Synopsis: Presented in a fractured form, Jetlag unfolds as mystery that explores the psychological effect of emotional longing, dislocations of time and space that are both literal and metaphoric, and the events and influence of people in our lives that result in our failure or success. In the center of the play is a love triangle: a trio that is so wrapped up with each other that perhaps the parts are interchangeable.
As the action begins, Stephen, a documentary filmmaker who returns to an apartment in New York and sleeps on the couch. It is late at night and he is seemingly alone. In the morning, we meet Andrea, an actress who is cooking breakfast for Stephen. She and Stephen behave with familiarity, but there are awkward moments between them and discontinuities in their stories that leave us with questions. Are they are lovers or not? What has happened between them?
       Another question arises in the following as Stephen accidently encounters Brian, another documentary filmmaker, in a coffee shop on a trip to L.A.. Their dialogue seems cordial at first but there is something beneath the surface of their interactions. Brian seems to be succeeding, while Stephen is struggling in their profession. Is it merely jealousy?
       As the play progresses, the action alternates between Stephen and Andrea as they explore the boundaries on their fragile relationship and from Brian and Stephen as they come to the root cause of the animosity between them. In each scene, we learn something more of these characters shared histories, the work they have done, a significant event in their past, and in the middle of it a reconciliation takes place. Or perhaps it is a betrayal?
Jetlag attempts to create drama from an elemental source: the audiences uncertainty about the relationship between the characters, which ultimately becomes an important question for the characters themselves. At the climax, we discover the almost impossible center of their confusion, but even this resolution is temporary, and as in a documentary film, the truth is always a matter of perspective.
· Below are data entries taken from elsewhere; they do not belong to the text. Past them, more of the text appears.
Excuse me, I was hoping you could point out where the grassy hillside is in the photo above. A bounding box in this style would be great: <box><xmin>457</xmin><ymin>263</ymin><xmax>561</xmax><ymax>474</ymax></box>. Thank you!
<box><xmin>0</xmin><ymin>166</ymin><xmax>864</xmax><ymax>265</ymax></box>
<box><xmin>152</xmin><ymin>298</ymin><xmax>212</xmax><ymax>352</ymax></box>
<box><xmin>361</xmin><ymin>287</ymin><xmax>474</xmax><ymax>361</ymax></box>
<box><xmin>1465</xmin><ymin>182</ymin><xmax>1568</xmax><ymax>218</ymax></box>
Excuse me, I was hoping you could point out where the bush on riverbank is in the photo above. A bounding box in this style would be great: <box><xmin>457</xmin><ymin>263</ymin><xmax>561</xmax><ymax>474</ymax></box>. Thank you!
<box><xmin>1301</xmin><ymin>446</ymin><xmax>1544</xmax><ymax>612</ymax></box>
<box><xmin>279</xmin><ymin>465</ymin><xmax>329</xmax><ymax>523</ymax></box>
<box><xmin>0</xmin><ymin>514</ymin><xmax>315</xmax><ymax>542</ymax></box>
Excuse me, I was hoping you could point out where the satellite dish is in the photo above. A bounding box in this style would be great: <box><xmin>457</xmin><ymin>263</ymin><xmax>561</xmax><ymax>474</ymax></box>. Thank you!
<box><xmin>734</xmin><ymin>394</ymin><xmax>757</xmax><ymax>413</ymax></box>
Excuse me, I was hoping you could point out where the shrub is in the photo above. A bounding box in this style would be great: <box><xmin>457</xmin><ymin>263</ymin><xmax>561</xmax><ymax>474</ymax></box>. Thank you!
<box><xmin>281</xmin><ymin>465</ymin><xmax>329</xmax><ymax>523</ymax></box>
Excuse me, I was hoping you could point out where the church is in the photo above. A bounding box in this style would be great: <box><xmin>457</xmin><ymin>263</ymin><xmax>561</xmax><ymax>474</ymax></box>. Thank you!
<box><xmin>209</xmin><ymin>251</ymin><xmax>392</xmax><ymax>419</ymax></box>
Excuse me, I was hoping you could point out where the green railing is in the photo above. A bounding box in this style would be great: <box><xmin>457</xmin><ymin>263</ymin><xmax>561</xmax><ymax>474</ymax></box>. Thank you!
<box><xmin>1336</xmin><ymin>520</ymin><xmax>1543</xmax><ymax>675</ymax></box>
Setting: A New York apartment, A Los Angeles coffee shop/ hotel bar
Time Period: Contemporary

Cast Size: 3
Casting: STEPHEN, a man in his mid-thirties, a documentary filmmaker.

ANDREA, a woman in her mid-thirties, an actress.

BRIAN, a man in his mid-thirties, a documentary filmmaker.

No ethnicity requirements- has been played multiple ways in workshops.

This Play Is: unpublished

Production History: 2007 Lincoln Center Director’s Lab- discussion workshop
2008 Ten minute excerpt staged reading- Indo-American Arts Council’s South Asian Sampler at the Lark theatre. Q and A following.